- Kogo Location in Equatorial Guinea
- Coordinates: 1°5′N 9°42′E﻿ / ﻿1.083°N 9.700°E
- Country: Equatorial Guinea
- Province: Litoral
- Elevation: 115 m (377 ft)

Population (1994)
- • Total: 4,607
- Time zone: UTC+1 (UTC/GMT+1)
- Climate: Am

= Cogo, Equatorial Guinea =

Kogo (/es/, also known as Cogo or Koszho, formerly Puerto Iradier) is a remote town on the Muni estuary in Río Muni, Equatorial Guinea, lying east of Acalayong. It is known for its partly ruined Spanish Colonial architecture. It is the southernmost city of the Litoral province of Equatorial Guinea. It is located 121 km from Bata by road or 117 km when traveling through Acalayong. It is surrounded to the east and southeast by the Congüe River and to the west and southwest by the Mitemele River. Both the Congüe and the Mitemele Rivers drain the Muni Estuary, sometimes giving the city of Kogo the shape and appearance of an island when in fact it is a peninsula.

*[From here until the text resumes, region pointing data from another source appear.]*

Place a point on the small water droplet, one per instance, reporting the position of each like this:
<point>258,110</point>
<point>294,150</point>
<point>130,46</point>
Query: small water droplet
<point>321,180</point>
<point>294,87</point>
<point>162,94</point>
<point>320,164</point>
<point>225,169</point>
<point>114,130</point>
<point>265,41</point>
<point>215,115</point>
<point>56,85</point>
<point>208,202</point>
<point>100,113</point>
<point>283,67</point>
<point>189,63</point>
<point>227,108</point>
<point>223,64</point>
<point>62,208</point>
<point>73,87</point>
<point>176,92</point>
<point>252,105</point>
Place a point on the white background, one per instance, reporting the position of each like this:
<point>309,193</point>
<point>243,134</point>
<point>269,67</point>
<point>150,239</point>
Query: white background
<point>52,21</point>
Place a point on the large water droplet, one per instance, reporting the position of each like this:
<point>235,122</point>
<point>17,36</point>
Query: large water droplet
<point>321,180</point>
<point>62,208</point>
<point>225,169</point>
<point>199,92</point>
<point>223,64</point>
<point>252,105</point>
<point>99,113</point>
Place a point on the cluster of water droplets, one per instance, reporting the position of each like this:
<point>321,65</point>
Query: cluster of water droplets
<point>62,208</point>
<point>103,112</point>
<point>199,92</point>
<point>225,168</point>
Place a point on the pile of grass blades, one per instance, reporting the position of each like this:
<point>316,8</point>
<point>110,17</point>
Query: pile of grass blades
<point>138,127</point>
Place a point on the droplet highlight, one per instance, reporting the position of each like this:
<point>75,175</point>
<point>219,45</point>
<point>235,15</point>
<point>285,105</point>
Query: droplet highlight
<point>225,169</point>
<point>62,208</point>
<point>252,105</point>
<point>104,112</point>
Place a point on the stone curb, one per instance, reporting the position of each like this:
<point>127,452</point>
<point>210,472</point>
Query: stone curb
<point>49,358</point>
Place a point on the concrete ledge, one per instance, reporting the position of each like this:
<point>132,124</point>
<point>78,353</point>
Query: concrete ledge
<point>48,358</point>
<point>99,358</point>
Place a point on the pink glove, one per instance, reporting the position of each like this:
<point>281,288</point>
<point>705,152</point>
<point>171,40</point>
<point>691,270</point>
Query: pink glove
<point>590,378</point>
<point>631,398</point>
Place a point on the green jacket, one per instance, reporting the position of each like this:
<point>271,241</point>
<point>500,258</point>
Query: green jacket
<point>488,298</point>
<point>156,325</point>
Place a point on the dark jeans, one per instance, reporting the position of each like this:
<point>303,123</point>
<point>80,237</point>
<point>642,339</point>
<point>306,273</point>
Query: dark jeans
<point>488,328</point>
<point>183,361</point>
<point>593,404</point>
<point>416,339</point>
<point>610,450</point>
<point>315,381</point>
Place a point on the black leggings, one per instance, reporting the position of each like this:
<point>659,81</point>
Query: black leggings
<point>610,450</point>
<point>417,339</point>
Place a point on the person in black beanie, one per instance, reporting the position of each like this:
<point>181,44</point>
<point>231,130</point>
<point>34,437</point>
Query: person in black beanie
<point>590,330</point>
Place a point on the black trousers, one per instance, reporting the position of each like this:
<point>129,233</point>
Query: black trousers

A few meters from the port that is currently being renovated is the uninhabitable Island of Evele. Most of the population, especially the coastal population heavily rely on subsistence fishing and the Muni estuary was a major source of income as it was the gateway for passengers traveling to neighboring Gabon.

There is a large monument to Manuel Iradier who was the first European settler in 1874.

Kogo is the home town of internationally recognized doctor and political activist, Wenceslao Mansogo.

Chromosome 6, a 1997 novel by writer Robin Cook, takes place in Kogo.